Even though this is not the first time this film has been restored, even being released previously in 4K, this version is by far the best one yet. There is slightly less graininess throughout, the details are just a little bit sharper and the shading and colors are rich and deep without over-saturation.
The Dolby Atmos audio compliments the picture quality nicely. The addition of channels especially in the height makes all the difference. The dialogue sits up front while ambient noise surrounds the viewer. The Combo pack includes four discs.
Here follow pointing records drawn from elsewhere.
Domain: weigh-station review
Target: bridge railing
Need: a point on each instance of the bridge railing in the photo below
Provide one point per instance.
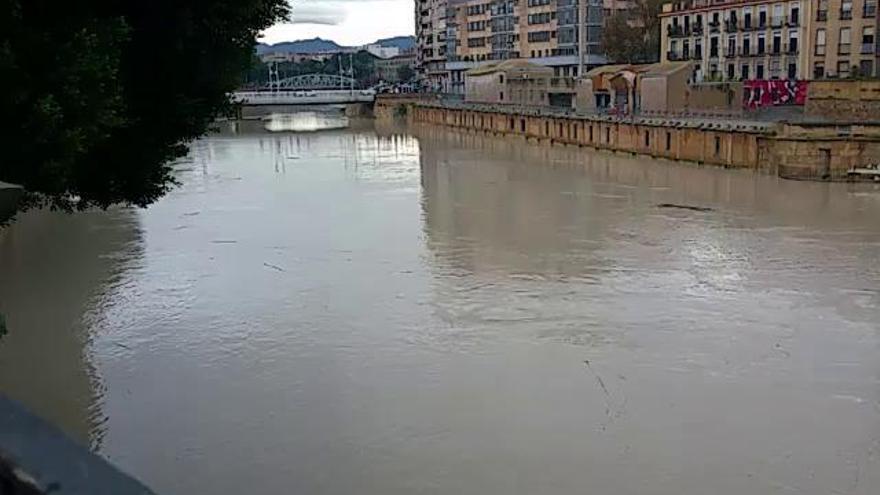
(303, 97)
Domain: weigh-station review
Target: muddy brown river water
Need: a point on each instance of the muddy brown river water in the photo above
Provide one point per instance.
(382, 310)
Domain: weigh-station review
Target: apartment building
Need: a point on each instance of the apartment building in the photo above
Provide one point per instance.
(477, 31)
(737, 40)
(431, 41)
(843, 39)
(794, 39)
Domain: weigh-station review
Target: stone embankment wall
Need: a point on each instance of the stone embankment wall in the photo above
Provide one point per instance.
(850, 101)
(811, 151)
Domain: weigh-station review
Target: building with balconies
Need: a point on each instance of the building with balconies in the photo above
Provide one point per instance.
(473, 32)
(843, 39)
(735, 40)
(797, 39)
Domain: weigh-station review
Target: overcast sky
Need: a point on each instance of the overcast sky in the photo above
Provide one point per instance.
(347, 22)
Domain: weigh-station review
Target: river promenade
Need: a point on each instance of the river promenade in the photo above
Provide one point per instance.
(801, 148)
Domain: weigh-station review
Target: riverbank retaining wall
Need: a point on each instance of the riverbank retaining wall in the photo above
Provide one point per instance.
(810, 151)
The first two are the 4K version of the movie presented in two parts with an intermission. The first disc also includes one extra: Unused International Prologue. Disc three is the Blu-ray version and again, one extra: Secrets of Arabia: A Picture-in-Graphics Track. Finally, disc four houses the rest of the previously released extras: Peter O'Toole Revisits Lawrence of Arabia, Making of Lawrence of Arabia, Deleted Balcony Scene with Introduction by Anne V. Coates, The Lure of the Desert: Martin Scorsese on Lawrence of Arabia, A Conversation with Steven Spielberg, Wind, Sand, and Star: The Making of a Classic (1963 Version), Wind, Sand, and Star: The Making of a Classic (1970 Version), Maan, Jordan: The Camels Are Cast, In Search of Lawrence, Romance of Arabia, King Hussein Visits Lawrence of Arabia Set, In Love with the Desert, Lawrence at 50: A Classic Restored, Steven Spielberg on Lawrence of Arabia, William Friedkin on Lawrence of Arabia, Sydney Pollack on Lawrence of Arabia, New York Premiere, Advertising Campaigns, Theatrical Trailer, Theatrical Teaser Trailer #1, Theatrical Teaser Trailer #2, 70mm Restoration Trailer (1989 Release), TV Spot #1, and TV Spot #2.
It is truly something special when a classic, Academy Award-winning film can be presented in the most advanced technology and Sony has done a terrific job with many of their releases in this regard. Lawrence of Arabia is certainly no exception and the steelbook is definitely worth the price.